My mother earns about R18K while my brother is around R25K so used both their bank statements as financial assurance that they can take of me. So these are my questions:
How likely is my application to be approved considering the following:
1. i am older than 18
2. still studying no qualifications just (A level and part 2 ACCA)
3. i was blacklisted on my previous passport 

Must i start looking for money to apply for an extension of my relative visa as it will expire 01/08/2018 (i am doing piece jobs so money is not easily available since my current permit doesn't allow me to work) or must i just wait till my PR is approved.When will it come out i need to start looking for proper jobs um getting old 

How long does it really take on average to get the PR approved?????


----------



## jollem (Nov 9, 2016)

PR based on being a relative to an SA resident/citizen takes about 24 months to come out. So if you applied in Oct 2017 expect it around October 2019 unless you are fortunate that it comes out quicker.
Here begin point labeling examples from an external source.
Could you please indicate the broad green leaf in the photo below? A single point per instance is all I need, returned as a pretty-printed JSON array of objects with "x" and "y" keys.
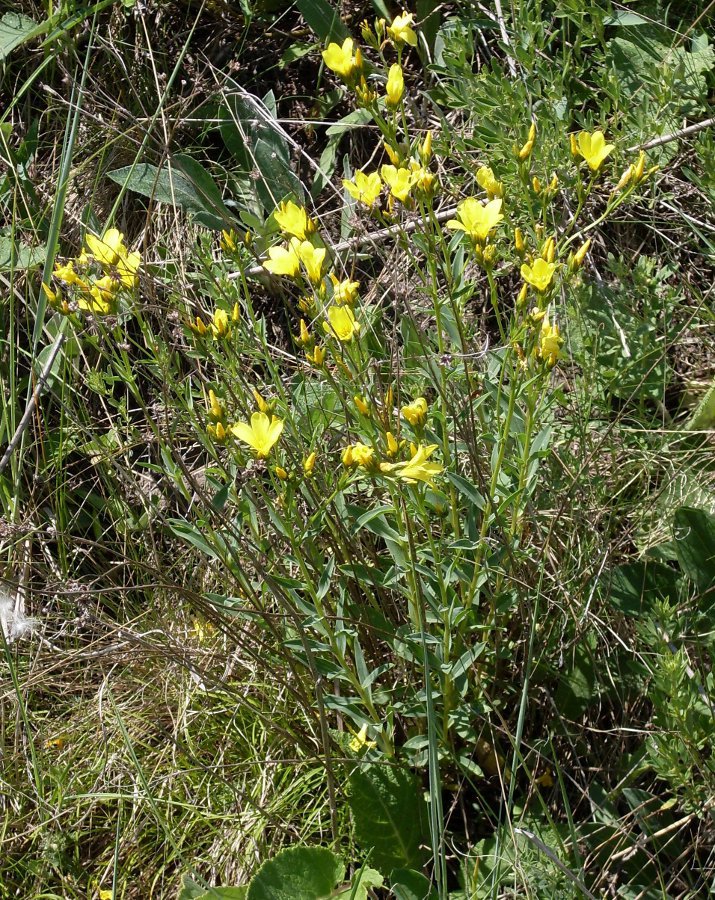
[
  {"x": 325, "y": 20},
  {"x": 389, "y": 812},
  {"x": 694, "y": 535},
  {"x": 363, "y": 880},
  {"x": 298, "y": 873},
  {"x": 189, "y": 890},
  {"x": 191, "y": 535},
  {"x": 703, "y": 417},
  {"x": 636, "y": 587},
  {"x": 15, "y": 29},
  {"x": 182, "y": 182},
  {"x": 257, "y": 142}
]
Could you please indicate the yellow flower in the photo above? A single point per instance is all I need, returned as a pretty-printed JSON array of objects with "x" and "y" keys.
[
  {"x": 360, "y": 740},
  {"x": 395, "y": 85},
  {"x": 549, "y": 342},
  {"x": 549, "y": 251},
  {"x": 294, "y": 220},
  {"x": 99, "y": 296},
  {"x": 398, "y": 180},
  {"x": 341, "y": 323},
  {"x": 625, "y": 178},
  {"x": 220, "y": 326},
  {"x": 417, "y": 469},
  {"x": 261, "y": 434},
  {"x": 540, "y": 275},
  {"x": 260, "y": 401},
  {"x": 477, "y": 219},
  {"x": 344, "y": 291},
  {"x": 108, "y": 249},
  {"x": 415, "y": 412},
  {"x": 360, "y": 455},
  {"x": 392, "y": 444},
  {"x": 594, "y": 149},
  {"x": 525, "y": 151},
  {"x": 217, "y": 432},
  {"x": 228, "y": 241},
  {"x": 216, "y": 410},
  {"x": 284, "y": 260},
  {"x": 422, "y": 178},
  {"x": 312, "y": 259},
  {"x": 579, "y": 256},
  {"x": 401, "y": 31},
  {"x": 340, "y": 59},
  {"x": 317, "y": 357},
  {"x": 392, "y": 154},
  {"x": 488, "y": 182},
  {"x": 364, "y": 188},
  {"x": 67, "y": 274}
]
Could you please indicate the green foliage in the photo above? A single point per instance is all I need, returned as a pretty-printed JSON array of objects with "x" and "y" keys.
[
  {"x": 359, "y": 529},
  {"x": 389, "y": 815}
]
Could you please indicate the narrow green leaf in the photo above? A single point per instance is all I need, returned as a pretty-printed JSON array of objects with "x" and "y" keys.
[{"x": 694, "y": 534}]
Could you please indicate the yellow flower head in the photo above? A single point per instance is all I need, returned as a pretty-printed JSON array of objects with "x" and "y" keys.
[
  {"x": 418, "y": 468},
  {"x": 360, "y": 741},
  {"x": 422, "y": 178},
  {"x": 294, "y": 220},
  {"x": 579, "y": 256},
  {"x": 261, "y": 434},
  {"x": 312, "y": 259},
  {"x": 361, "y": 455},
  {"x": 260, "y": 401},
  {"x": 127, "y": 268},
  {"x": 341, "y": 323},
  {"x": 216, "y": 410},
  {"x": 317, "y": 357},
  {"x": 395, "y": 85},
  {"x": 594, "y": 149},
  {"x": 401, "y": 31},
  {"x": 488, "y": 182},
  {"x": 525, "y": 151},
  {"x": 425, "y": 149},
  {"x": 284, "y": 260},
  {"x": 476, "y": 218},
  {"x": 392, "y": 444},
  {"x": 108, "y": 249},
  {"x": 309, "y": 464},
  {"x": 344, "y": 291},
  {"x": 364, "y": 188},
  {"x": 220, "y": 326},
  {"x": 550, "y": 342},
  {"x": 341, "y": 60},
  {"x": 415, "y": 412},
  {"x": 67, "y": 274},
  {"x": 398, "y": 180},
  {"x": 540, "y": 275},
  {"x": 228, "y": 241}
]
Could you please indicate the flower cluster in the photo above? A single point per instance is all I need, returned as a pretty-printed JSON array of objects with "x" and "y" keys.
[{"x": 95, "y": 279}]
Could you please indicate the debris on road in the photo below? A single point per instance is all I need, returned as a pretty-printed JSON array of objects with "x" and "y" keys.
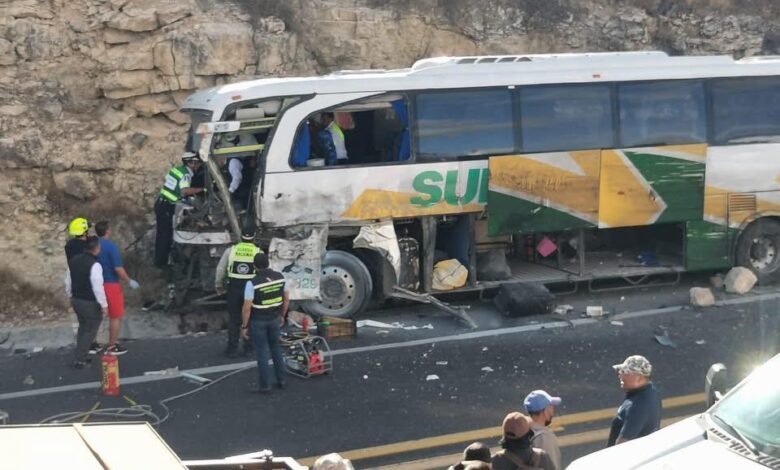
[
  {"x": 376, "y": 324},
  {"x": 740, "y": 280},
  {"x": 702, "y": 297},
  {"x": 717, "y": 281},
  {"x": 594, "y": 311},
  {"x": 665, "y": 340},
  {"x": 168, "y": 371},
  {"x": 563, "y": 309},
  {"x": 523, "y": 299}
]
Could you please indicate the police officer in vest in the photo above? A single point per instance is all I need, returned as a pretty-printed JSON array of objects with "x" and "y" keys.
[
  {"x": 264, "y": 311},
  {"x": 237, "y": 264},
  {"x": 177, "y": 186}
]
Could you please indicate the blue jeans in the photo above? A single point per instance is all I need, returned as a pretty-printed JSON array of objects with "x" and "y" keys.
[{"x": 265, "y": 335}]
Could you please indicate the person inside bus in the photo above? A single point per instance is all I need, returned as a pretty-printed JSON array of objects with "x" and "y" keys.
[{"x": 330, "y": 130}]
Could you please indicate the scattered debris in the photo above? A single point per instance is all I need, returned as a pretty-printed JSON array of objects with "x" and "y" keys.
[
  {"x": 523, "y": 299},
  {"x": 375, "y": 324},
  {"x": 702, "y": 297},
  {"x": 740, "y": 280},
  {"x": 168, "y": 371},
  {"x": 718, "y": 281},
  {"x": 594, "y": 311},
  {"x": 665, "y": 340},
  {"x": 563, "y": 309}
]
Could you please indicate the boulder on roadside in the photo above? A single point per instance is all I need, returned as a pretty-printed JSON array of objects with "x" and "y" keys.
[
  {"x": 717, "y": 281},
  {"x": 740, "y": 280},
  {"x": 702, "y": 297}
]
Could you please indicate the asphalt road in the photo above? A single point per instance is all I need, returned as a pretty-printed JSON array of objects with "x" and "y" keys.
[{"x": 379, "y": 396}]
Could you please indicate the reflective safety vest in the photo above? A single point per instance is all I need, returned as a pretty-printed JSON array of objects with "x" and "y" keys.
[
  {"x": 174, "y": 182},
  {"x": 269, "y": 292},
  {"x": 241, "y": 261}
]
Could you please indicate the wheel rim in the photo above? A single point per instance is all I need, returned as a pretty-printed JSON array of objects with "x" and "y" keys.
[
  {"x": 764, "y": 253},
  {"x": 337, "y": 288}
]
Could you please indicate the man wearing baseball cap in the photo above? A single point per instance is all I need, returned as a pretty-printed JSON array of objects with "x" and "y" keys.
[
  {"x": 516, "y": 449},
  {"x": 540, "y": 406},
  {"x": 640, "y": 413}
]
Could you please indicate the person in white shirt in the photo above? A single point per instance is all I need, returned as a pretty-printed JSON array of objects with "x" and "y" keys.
[{"x": 84, "y": 287}]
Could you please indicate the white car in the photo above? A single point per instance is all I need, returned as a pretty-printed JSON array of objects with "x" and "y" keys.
[{"x": 741, "y": 431}]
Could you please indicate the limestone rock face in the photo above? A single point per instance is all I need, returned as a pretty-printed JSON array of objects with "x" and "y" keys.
[{"x": 89, "y": 89}]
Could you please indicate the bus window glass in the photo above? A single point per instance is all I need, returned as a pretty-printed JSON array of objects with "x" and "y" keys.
[
  {"x": 464, "y": 123},
  {"x": 569, "y": 117},
  {"x": 746, "y": 110},
  {"x": 662, "y": 113}
]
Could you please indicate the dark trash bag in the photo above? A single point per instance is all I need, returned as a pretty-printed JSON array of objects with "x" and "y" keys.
[{"x": 522, "y": 300}]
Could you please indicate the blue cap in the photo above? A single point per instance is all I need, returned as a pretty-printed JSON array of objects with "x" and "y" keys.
[{"x": 538, "y": 400}]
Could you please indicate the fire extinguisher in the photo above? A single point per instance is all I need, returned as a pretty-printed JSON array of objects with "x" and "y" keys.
[{"x": 110, "y": 384}]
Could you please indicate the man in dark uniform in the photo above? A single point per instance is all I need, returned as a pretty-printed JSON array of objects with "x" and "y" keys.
[
  {"x": 237, "y": 263},
  {"x": 265, "y": 308},
  {"x": 640, "y": 412},
  {"x": 177, "y": 186},
  {"x": 84, "y": 287}
]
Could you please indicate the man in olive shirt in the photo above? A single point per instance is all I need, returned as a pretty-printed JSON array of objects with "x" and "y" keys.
[{"x": 640, "y": 412}]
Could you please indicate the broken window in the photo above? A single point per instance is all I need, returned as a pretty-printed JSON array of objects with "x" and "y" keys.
[{"x": 374, "y": 130}]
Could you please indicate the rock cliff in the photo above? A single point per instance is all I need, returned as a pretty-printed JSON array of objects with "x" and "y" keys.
[{"x": 89, "y": 89}]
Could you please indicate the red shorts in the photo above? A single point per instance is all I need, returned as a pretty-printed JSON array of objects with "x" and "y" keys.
[{"x": 115, "y": 298}]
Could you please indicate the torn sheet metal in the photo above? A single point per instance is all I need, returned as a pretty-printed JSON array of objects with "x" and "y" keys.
[
  {"x": 381, "y": 238},
  {"x": 299, "y": 259}
]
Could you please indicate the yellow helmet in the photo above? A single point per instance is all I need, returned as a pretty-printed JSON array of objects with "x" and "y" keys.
[{"x": 78, "y": 227}]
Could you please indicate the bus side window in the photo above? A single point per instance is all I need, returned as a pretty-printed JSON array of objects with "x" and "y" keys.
[
  {"x": 662, "y": 113},
  {"x": 374, "y": 130},
  {"x": 566, "y": 117},
  {"x": 746, "y": 110},
  {"x": 452, "y": 124}
]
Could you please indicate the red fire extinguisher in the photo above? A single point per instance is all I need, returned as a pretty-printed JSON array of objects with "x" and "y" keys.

However for planning purposes it is prudent to plan for October 2019. 

In the mean time I recommend that you apply for renewal of your relative VISA. The financial requirement is that the sponser (the PR holder or citizen) earn R8500 for your upkeep. So if your mother earns R8500 then that should be enough but to can also add your bros bank statement and undertaking to strenghthen your case. I do not think being over 18 is a problem because you are still dependent.


----------



## terryZW (Jun 26, 2017)

Takudzwa said:


> Hi
> 
> Please help i dont know what to do guys. Well here is the background. I am 30 yr old and currently on a Temp relative permit which expires 01/08/2018. I applied for PR on 5Oct 2017 and still waiting for approval. I applied through my Mother who is a permanent resident. My brother is also permanent here.
> My mother earns about R18K while my brother is around R25K so used both their bank statements as financial assurance that they can take of me. So these are my questions:
> ...


About 24 months... forget about the application for now. Just keep your TRV valid


----------



## TomKelly (Feb 5, 2014)

hey man,
whatever you do, do not let your trp expire.
i repeat,
DO NOT LET YOUR TRP EXPIRE!!!
i did, and i will regret it for every year of my life!!
keep it valid or run the risk of dealing with years of misery & cost at the hands of the DHA.
keep submitting early and keeping it valid, like your life depended on it and pray for your PRP!!

good luck !


----------



## Takudzwa (Feb 28, 2018)

Thank you for that yes i submitted an application to renew my TRP now waiting for both


----------



## Takudzwa (Feb 28, 2018)

Hi 

so wat happens now if the TRP doesnt come out before the one i have expires?Average trp is 8-10weeks. 
Current TRP Expires *01/08/2018*
App Received at Home affairs - *23/05/2018* for TRP Renewal

Can i still stay in the country till it comes out?? i did apply more than 60days before current one expires right??


----------



## terryZW (Jun 26, 2017)

Takudzwa said:


> Hi
> 
> so wat happens now if the TRP doesnt come out before the one i have expires?Average trp is 8-10weeks.
> Current TRP Expires *01/08/2018*
> ...


Legally you are allowed to wait for the outcome of your visa. HOWEVER, when it comes to Home Affairs always take caution. If your visa gets granted it will make no difference but if it gets denied you'll be sucked into the nightmare of proving you didn't overstay. Just leave and come back (i.e cross the border before it expires and come back after to get your 90 days). But considering the usually quick processing time for TRVs, I doubt it will get to that.


----------



## Takudzwa (Feb 28, 2018)

cool mkes sense thank you very much


----------